Non-cobordant hyperbolic manifolds
Jacopo G. Chen
TL;DR
The paper proves that for every $n\ge 4$ with $n\not\equiv 3\pmod{4}$ there exists a connected closed hyperbolic $n$-manifold that does not bound a compact $(n+1)$-manifold, by linking the unoriented cobordism class to the fixed-point set of an involution and employing a geodesic embedding of arithmetic hyperbolic manifolds. Central to the method is expressing $[M]$ in terms of projective bundles over fixed submanifolds and computing the Thom homomorphism value $\varphi^n[M]$ via Stiefel–Whitney data; this yields a computable invariant that distinguishes cobordism classes. The Kolpakov–Reid–Slavich embedding is extended to manifolds with involutions and, together with a twist operation, enables iterative dimension-raising while preserving arithmetical structure to control the invariant.
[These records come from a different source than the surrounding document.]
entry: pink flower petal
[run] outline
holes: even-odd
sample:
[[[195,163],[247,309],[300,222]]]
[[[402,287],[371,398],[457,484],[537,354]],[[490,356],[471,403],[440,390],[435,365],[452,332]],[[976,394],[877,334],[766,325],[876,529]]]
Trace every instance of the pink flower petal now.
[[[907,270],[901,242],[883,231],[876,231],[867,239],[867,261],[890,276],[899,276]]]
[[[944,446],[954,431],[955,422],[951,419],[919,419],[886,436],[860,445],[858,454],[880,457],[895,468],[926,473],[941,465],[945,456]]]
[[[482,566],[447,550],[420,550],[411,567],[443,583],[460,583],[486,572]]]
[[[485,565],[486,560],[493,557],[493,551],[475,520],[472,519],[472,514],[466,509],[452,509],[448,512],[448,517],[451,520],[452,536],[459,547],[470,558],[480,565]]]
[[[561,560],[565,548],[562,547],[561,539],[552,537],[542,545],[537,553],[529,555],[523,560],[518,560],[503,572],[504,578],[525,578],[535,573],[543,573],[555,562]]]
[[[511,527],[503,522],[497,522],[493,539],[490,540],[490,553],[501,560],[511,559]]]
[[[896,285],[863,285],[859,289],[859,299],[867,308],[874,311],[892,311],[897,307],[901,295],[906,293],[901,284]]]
The paper also outlines strategies to handle the remaining dimensions $4m+3$ (excluding $n=2^k-1$) and discusses the implications for even dimensions, including explicit starting examples and the limitations of the invariant in fully determining cobordism classes. Overall, the work provides a constructive framework that realizes nontrivial elements in the unoriented cobordism ring by hyperbolic geometry and offers concrete starting points and inductive tools for broad dimensional coverage.
Abstract
In all dimensions $n \ge 4$ not of the form $4m+3$, we show that there exists a closed hyperbolic $n$-manifold which is not the boundary of a compact $(n+1)$-manifold. The proof relies on the relationship between the cobordism class and the fixed point set of an involution on the manifold, together with a geodesic embedding of Kolpakov, Reid and Slavich. We also outline a possible approach to cover the dimensions $4m+3 \ne 2^k-1$.